What You Need to Know is that tomorrow the Supreme Court will hear oral arguments in the Fischer v. United States case, which pertains to the 1512(c) charge that has been levied against January 6 protestors. 1512(c) is part of the Sarbanes-Oxley act of 2002, and it prohibits the obstruction of official proceedings and destruction of evidence. The question is: does protesting on January 6 really count as a violation of this law? Carrie Severino has a great bench memo on the case in National Review. We are meant to trust that the government will give citizens their Constitutionally-guaranteed rights to due process, but the use of the 1512(c) law is emblematic of how much the narrative machine has stretched the narrative to take down political enemies on the right.

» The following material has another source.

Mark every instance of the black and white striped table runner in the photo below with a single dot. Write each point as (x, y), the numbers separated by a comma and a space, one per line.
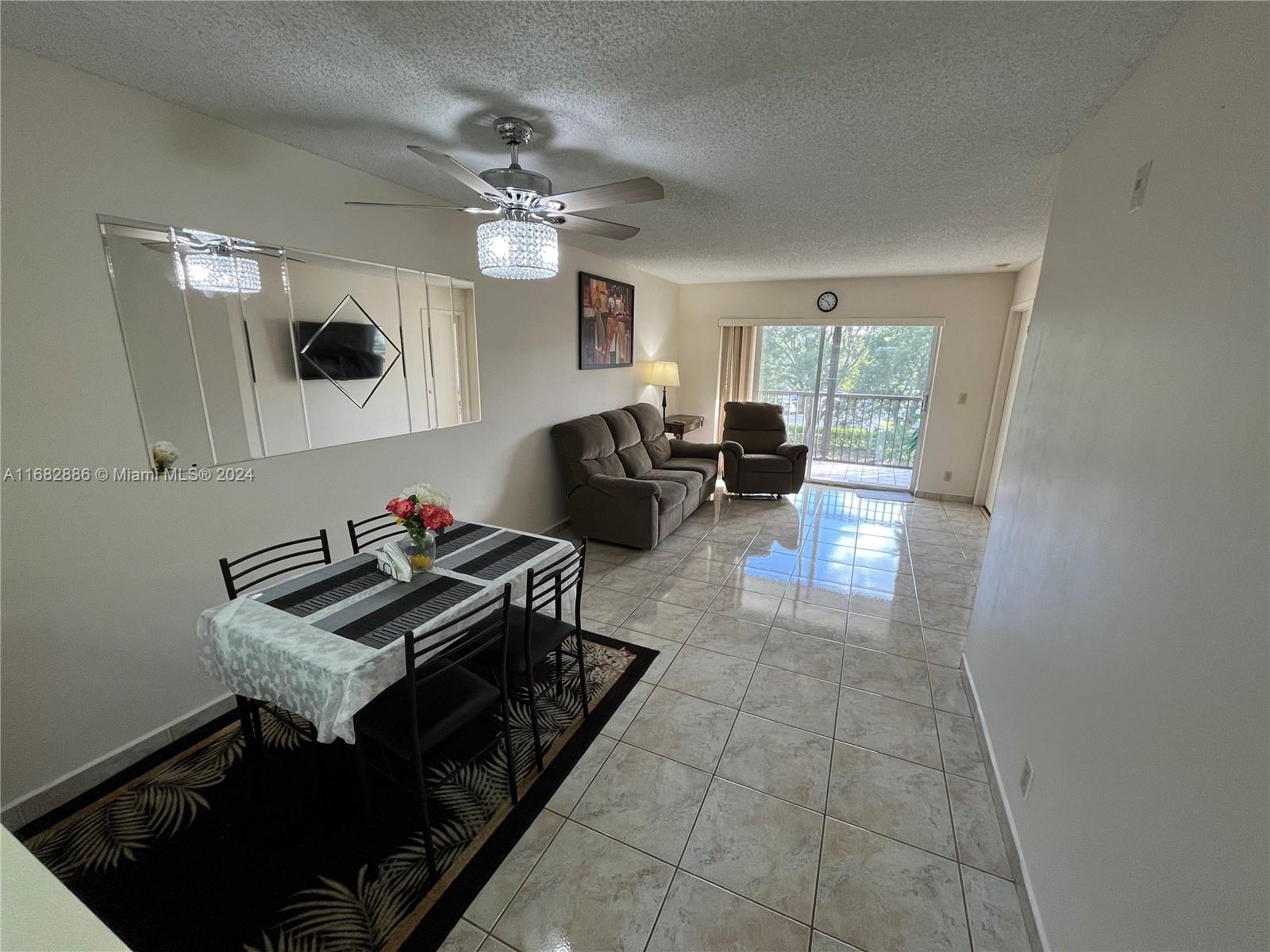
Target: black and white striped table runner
(355, 600)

Jason Jones is a film producer, author, activist, popular podcast host, and human rights worker and president of the Human-Rights Education and Relief Organization (H.E.R.O.). Jason joins Ed to discuss the Arizona Supreme Court decision on abortion. Check out Jason’s book on The Great Campaign Against the Great Reset.
Dan Schneider, VP of MRC Free Speech America, joins Ed to discuss Alvin Bragg’s exclusion of Orthodox Jews from the jury pool in Trump’s trial. Dan explains how Orthodox Jews lean pro-Trump more than any other demographic in New York City, so Manhattan DA Alvin Bragg moved jury selection from Wednesday to Friday in an act of religious discrimination to protect his political attack. This is not due process, this is a trick of Democrat operatives.
Wrap Up: Sources to follow this week, plus – a consideration on Trump.